Eating out with Bertie
Patrick’s Restaurant 1 Bournemouth Road Lower Parkstone Poole BH14 0EG 01202 734000
Published in December ’08
Once again Freddie and Mrs Freddie have strayed beyond the confines of our beloved county, and once again the Berties have stepped bravely into the breach. Nervously venturing from the peace of rural Dorset into the metropolis of Poole in search of Patrick’s Restaurant, we were comforted to see what looked like a village green close by. It turned out to be Parkstone Park and is indeed known as ‘the village green’ by local residents.
Our next surprise was that that the restaurant didn’t look like a restaurant. Mrs Bertie was convinced that it had been a post office – eminently possible since, horresco referens, so many of them have been closed down recently – but in fact it used to be a bank. This explains the impressive, high-ceilinged entrance hall, which has been converted into a very stylish bar. It is dominated by a spectacular bronze chandelier (although John Betjeman would have insisted on our calling it an ‘electrolier’) made especially for this spot; we later discovered that its dimensions had to be calculated so that it would fit through the front door. Eye-catching, thought-provoking and original, it was certainly unlike anything we country folk had ever seen.
We were put at our ease by Patrick, the eponymous owner, an engaging young man of relaxed demeanour. After many years of working on cruise ships as a caterer, he decided to put down his roots on land and opened this restaurant two and a half years ago. He teamed up with chef Chris Howard and, in an inspired stroke, asked him to design his own kitchen. It is no surprise that Chris is still the chef and that he and Patrick have an excellent working relationship, something which one gathers is by no means the norm in catering circles.
The dining area is beyond the bar, in what must once have been the office section of the bank. The ceilings are lower, giving diners a degree of privacy and intimacy; the décor is modern but not uncompromisingly so, although the art on the walls was definitely non-representational. We sat in great comfort in semi-circular bench seats, with a sense of space which remains even when the restaurant is at its busiest.
Patrick himself brought us the menu. He told us that ‘front of house’ is his territory and that he stays well out of Chris’s kitchen – which probably accounts for the aforementioned excellence of their working relationship. (Likewise, I tend to absent myself from Mrs Bertie’s kitchen, although this is due to simple lack of talent.) The menu is not vast – always a good sign: how wise to do a few things well rather than many things moderately – but satisfyingly varied.
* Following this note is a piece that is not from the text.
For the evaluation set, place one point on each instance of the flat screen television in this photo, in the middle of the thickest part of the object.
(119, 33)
To start, Mrs Bertie chose buttered asparagus with Parmesan and balsamic. Asparagus is her favourite vegetable and she has long experience of growing it and cooking it, so for her to exclaim, ‘This is cooked to perfection!’ was high praise indeed. Hearing this, I stealthily purloined a spear from her plate, so I am able to vouch for the accuracy of her claim. My own starter was tempura tiger prawns with a sweet chilli sauce. Mrs Bertie warned me that tempura and prawns is a terrifyingly difficult combination to control; an attempted witticism about my ability to control my tempura met with a steely glare. She needn’t have worried, though, as the prawns were exactly the right texture and taste, and the tempura didn’t dominate. I was understandably distraught when she purloined, with no attempt at stealth, one of my prawns.
Mrs Bertie went Eastern for her main course, choosing a Thai vegetable curry. This was a compliment in itself, as she is a dab hand at making curries and will only have one when eating out if she is absolutely certain that it is going to be good. She was not disappointed: she declared the flavours to be as subtle as could be, particularly praising the use of cardamom. I chose the pan-fried bream in gremalata with olive tapenade, partly because bream is such an unusual fish to find on a menu and partly because I wanted to find out what ‘gremalata’ was. An excellent choice: the bream was most wonderfully fish-y without being overpowering, and the gremalata was a delicate crusting which did not impair the taste at all. The olive tapenade gave the whole dish an unexpectedly exotic flavour.
After her curry, Mrs Bertie fancied something cool and so went for an iced orange and lime curd semi freddo with biscotti. She enjoyed this so much that she actually offered me a spoonful and I, not an ice-cream lover, had to admit that it was delicious. ‘That’s because it’s not ice cream,’ she explained. My choice was a raspberry crème brûlée; I can only say that if I had had room, I would have had another one. ‘You know a restaurant’s first-class when the desserts are as good as this,’ said Mrs B.
The wine list is not extensive, but Mrs Bertie and I prefer not to have to spend a quarter of an hour wading through a large book. All the wines were high quality and we opted for a Thelema Rhine Riesling from the Stellenbosch region of South Africa, which went well with both fish and curry.
Given the current financial climate, it is far from unlikely that a few more banks will close down. If they are turned into restaurants even a tenth as good as Patrick’s, this will be one of the greatest benefits of the recession.